Jankowski or Jannowski?
Arial View of Ellis Island
One of the most frustrating concepts that the family genealogist has to contend with is the constant variations or changes in tracing a surname. I have not one family name that I have researched that I have not seen variations or misspellings of that surname.
Now here is another interesting twist that you may not have realized, I didn't, that a major name change occurred in the family surname where you didn't expect it. There are many stories where an immigrant name change occurred at Ellis Island. Officially, names were not deliberately changed. This I do believe! But there is no question that errors were made by officials reading the handwritten name of the passenger and transposing it incorrectly. Many researchers are familiar with how certain names were literally slaughtered from what they were supposed to be. Usually, a researcher is delighted to uncover their ancestor at Ellis Island. Then, the research enters its new stage and you are off to search into old church and government records in Europe. Now here is the interesting twist that I experienced. You found your ancestor at Ellis Island. But later, you track down the original passport, a rarity, and discover a name transposed error. By all logic, the ancestor's original passport would have the correct surname spelling. This is more than just deciphering the US used surname being misspelled or phonetically interpreted and appearing on the ship manifest.
So if you are having problems locating European records of your researched surname, this may just be your problem. Here is what I found out hidden in my family tree and I'll let you decide. Do I research the surname of Jankowski or Jannowski in Europe?
This is the cut and paste name showing Jankowskaja, Warwara on line 14 of the Kursk passenger manifest which sailed from Libau on January 24, 1912. This document can be viewed at the Ellis Island Website frame 501.

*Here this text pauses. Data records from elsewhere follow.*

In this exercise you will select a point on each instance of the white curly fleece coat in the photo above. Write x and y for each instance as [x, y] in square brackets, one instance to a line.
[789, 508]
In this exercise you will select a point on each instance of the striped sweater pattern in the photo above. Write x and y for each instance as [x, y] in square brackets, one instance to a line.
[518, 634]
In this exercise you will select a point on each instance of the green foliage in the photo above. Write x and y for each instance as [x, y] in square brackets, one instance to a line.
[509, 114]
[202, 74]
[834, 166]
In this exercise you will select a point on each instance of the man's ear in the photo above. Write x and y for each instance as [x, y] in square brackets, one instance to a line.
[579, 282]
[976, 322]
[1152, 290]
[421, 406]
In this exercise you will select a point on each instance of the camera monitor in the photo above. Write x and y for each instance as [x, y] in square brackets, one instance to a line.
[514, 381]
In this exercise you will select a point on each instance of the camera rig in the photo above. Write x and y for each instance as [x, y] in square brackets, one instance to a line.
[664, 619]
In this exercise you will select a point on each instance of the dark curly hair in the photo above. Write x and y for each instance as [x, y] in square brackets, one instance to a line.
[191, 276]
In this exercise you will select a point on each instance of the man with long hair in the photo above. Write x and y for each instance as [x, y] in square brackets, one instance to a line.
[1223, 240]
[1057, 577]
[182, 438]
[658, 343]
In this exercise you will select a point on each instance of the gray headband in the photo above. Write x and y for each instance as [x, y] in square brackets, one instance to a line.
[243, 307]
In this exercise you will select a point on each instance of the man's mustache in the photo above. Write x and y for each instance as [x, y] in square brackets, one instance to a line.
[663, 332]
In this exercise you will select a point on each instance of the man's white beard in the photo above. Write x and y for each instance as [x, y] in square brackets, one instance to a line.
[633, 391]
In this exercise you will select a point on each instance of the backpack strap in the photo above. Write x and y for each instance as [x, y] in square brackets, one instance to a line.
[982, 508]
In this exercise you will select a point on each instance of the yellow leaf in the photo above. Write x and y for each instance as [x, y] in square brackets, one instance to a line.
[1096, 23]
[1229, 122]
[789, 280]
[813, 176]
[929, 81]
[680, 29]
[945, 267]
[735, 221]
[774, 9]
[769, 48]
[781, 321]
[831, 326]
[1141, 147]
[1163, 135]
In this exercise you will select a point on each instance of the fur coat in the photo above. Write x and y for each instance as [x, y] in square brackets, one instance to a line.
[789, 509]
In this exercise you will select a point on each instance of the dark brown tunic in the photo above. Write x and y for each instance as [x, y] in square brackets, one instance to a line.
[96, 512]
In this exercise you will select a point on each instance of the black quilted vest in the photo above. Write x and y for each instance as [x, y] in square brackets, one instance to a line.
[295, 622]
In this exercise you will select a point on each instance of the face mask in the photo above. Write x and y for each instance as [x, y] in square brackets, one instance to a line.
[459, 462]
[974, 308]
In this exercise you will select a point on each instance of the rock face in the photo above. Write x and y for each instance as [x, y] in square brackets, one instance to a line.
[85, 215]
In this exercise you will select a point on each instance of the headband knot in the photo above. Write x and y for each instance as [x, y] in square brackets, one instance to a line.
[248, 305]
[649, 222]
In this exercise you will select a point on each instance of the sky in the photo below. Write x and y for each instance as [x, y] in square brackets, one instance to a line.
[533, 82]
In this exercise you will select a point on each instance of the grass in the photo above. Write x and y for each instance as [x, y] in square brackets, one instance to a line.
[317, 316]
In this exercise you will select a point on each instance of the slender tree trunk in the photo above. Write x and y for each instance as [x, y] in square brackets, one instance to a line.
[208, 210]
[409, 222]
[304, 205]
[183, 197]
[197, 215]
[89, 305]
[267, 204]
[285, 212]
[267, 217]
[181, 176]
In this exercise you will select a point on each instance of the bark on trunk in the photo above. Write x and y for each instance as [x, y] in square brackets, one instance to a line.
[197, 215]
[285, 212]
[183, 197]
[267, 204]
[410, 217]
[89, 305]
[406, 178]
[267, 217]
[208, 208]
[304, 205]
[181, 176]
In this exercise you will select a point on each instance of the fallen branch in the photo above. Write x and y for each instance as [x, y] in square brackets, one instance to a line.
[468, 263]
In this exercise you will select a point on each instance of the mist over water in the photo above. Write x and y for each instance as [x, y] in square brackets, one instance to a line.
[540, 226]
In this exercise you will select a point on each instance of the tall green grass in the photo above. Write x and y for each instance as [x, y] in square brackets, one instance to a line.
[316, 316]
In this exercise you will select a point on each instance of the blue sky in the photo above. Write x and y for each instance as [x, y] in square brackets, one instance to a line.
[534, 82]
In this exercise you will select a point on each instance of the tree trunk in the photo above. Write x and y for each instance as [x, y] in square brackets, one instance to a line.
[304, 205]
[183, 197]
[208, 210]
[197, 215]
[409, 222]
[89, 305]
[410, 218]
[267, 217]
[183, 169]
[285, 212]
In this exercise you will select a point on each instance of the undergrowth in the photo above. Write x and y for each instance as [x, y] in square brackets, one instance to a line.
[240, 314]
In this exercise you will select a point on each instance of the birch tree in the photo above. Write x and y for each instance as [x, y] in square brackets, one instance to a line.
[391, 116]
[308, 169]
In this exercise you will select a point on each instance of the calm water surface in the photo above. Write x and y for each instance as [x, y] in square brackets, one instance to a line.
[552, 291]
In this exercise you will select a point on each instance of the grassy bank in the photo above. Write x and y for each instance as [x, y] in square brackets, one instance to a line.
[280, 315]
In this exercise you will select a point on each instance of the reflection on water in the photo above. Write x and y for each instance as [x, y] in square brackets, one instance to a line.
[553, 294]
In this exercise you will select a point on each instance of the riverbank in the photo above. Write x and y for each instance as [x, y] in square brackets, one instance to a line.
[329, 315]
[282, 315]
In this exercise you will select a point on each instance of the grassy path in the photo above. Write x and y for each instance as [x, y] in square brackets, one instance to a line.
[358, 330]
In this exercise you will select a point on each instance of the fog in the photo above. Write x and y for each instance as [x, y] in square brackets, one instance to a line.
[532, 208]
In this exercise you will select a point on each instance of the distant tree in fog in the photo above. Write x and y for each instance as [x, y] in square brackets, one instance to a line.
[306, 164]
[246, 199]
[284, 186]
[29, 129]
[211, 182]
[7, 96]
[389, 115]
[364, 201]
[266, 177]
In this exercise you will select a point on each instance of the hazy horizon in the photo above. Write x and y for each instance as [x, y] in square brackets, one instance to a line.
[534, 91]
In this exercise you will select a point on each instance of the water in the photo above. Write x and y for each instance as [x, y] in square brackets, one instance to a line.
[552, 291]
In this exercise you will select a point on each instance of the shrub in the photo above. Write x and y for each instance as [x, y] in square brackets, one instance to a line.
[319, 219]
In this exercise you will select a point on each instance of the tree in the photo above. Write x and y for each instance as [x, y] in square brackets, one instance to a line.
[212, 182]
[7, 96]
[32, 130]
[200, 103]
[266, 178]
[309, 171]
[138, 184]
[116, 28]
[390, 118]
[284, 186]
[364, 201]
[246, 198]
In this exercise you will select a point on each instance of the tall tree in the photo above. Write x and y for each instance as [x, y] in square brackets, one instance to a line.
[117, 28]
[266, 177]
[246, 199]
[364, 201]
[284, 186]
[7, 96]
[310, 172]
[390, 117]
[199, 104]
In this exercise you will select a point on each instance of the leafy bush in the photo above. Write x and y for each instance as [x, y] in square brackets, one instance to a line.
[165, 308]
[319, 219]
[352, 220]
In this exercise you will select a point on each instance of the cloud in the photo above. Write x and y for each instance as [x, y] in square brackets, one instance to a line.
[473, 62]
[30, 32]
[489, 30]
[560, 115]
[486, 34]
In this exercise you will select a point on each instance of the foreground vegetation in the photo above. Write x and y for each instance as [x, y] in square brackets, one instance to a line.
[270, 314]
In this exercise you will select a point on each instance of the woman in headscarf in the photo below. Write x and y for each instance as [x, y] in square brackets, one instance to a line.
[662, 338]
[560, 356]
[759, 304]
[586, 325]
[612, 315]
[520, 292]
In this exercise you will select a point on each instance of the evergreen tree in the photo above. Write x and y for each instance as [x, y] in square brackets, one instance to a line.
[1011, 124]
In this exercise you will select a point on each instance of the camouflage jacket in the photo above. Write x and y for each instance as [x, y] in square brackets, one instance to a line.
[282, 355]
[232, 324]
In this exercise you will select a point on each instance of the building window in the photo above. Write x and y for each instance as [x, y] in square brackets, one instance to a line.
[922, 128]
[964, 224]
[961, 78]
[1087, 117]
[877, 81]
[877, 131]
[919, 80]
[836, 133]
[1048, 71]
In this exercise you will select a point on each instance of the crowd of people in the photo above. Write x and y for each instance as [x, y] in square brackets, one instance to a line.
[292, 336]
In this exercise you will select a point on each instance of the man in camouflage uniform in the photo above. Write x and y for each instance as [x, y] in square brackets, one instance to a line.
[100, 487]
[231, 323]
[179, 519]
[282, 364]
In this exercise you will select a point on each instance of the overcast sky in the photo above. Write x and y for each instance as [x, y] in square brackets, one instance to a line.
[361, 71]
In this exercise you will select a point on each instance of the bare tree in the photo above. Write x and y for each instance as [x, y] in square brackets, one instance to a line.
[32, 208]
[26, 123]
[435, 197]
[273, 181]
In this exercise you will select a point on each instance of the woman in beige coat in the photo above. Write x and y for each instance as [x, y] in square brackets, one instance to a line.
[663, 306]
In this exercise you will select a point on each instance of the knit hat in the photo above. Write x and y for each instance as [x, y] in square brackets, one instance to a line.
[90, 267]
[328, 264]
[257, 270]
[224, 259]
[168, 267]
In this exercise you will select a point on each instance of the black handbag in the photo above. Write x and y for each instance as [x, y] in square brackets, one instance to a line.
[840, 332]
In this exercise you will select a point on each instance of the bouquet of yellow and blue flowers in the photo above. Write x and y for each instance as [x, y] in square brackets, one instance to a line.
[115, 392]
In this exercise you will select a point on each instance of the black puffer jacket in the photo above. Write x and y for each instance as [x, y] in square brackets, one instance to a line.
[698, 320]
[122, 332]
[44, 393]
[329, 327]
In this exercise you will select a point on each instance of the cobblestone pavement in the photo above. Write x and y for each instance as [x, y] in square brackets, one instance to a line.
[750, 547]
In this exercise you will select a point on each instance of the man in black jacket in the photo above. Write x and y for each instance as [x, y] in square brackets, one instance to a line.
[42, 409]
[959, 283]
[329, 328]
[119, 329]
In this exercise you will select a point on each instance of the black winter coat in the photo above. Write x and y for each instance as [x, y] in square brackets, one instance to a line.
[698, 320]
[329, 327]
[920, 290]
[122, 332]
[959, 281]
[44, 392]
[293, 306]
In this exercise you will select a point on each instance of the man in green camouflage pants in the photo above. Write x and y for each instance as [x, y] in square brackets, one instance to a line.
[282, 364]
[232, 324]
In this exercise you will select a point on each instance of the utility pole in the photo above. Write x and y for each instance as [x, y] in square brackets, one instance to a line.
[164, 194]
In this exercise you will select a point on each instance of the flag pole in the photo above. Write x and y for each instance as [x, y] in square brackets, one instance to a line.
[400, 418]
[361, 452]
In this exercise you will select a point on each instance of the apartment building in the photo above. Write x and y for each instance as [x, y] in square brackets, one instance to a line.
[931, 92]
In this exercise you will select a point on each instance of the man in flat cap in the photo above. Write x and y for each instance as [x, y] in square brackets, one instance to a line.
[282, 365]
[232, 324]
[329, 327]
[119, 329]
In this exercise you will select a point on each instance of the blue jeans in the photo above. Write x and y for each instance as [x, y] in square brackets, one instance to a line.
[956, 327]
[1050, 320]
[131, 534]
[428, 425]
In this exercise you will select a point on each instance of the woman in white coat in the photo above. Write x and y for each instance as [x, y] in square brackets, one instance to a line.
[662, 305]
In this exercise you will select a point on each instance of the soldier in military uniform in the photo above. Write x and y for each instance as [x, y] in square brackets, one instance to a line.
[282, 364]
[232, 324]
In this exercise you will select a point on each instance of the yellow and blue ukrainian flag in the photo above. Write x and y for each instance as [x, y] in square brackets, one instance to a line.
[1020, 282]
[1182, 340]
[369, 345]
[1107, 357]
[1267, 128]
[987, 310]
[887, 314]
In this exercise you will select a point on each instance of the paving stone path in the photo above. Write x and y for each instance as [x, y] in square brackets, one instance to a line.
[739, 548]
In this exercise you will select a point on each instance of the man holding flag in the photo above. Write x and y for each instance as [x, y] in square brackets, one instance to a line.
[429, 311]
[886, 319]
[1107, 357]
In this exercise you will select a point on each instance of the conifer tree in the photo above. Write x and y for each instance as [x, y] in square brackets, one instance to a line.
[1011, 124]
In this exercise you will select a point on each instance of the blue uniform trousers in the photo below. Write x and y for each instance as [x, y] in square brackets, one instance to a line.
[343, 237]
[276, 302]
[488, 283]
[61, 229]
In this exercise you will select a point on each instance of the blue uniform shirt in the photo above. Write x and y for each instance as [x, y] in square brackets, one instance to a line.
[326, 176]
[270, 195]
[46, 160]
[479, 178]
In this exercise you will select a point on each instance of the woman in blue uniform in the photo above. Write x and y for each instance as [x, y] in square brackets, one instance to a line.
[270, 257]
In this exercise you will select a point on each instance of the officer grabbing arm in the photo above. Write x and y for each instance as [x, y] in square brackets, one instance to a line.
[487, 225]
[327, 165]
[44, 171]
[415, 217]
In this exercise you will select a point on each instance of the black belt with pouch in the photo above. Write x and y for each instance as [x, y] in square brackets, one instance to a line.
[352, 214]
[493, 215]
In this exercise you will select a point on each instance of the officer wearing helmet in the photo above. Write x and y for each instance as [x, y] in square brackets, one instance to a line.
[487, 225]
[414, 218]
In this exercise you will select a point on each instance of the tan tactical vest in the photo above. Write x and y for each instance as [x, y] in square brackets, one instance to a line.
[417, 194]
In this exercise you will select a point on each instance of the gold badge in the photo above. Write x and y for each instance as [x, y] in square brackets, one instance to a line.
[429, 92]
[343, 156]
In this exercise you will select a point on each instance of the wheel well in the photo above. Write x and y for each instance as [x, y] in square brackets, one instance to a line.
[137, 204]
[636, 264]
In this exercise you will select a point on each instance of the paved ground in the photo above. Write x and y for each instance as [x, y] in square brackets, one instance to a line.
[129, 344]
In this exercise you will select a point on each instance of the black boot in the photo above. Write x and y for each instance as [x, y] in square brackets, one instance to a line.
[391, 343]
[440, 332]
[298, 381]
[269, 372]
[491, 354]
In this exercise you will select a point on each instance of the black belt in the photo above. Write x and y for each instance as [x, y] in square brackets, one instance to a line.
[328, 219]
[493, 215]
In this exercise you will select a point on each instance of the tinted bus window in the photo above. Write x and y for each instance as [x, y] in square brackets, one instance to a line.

The following two cut and paste hand written names come from pages 4 and 5 from Barbara Jankowski's original Russian passport. This passport has parts of it duplicated in three different languages: Russian, German, and French. On the pages with the names below are stamped and dated January 7, 1912. They are also stamped, certified, and signed by the Office Director of the Russian Province of Courland, in which the port city of Libau is located. The first is in German and the second page is a duplication in French. This original document was passed on to me by my cousin, Connie, another family genealogist researching the same tree. THANKS CONNIE!
The handwritten signature clearly shows Warara Jannowskaja.
The handwritten signature clearly shows Barbara Jannowskaja.
Research has shown me that many shipping line companies offered "package deals" to draw passengers. This included a train ticket from specified locations in Europe, a sleeping place, medical exam, processing of required passport, and ticket on their passenger ship line. I do not know if this was the case with 15-day period of the dated documents above, or even longer if the Kursk passenger list was formally written upon arrival at Ellis Island on February 5, 1912. Did the surname error occur because the ship line created their customer list and not even look at Barbara's passport later? Was Barbara's passport obviously misread by an official of the shipping line or Ellis Island official at the time of arrival in New York? Barbara was legally a Jankowski while living in the US. Was she a Jannowski while living in Russia?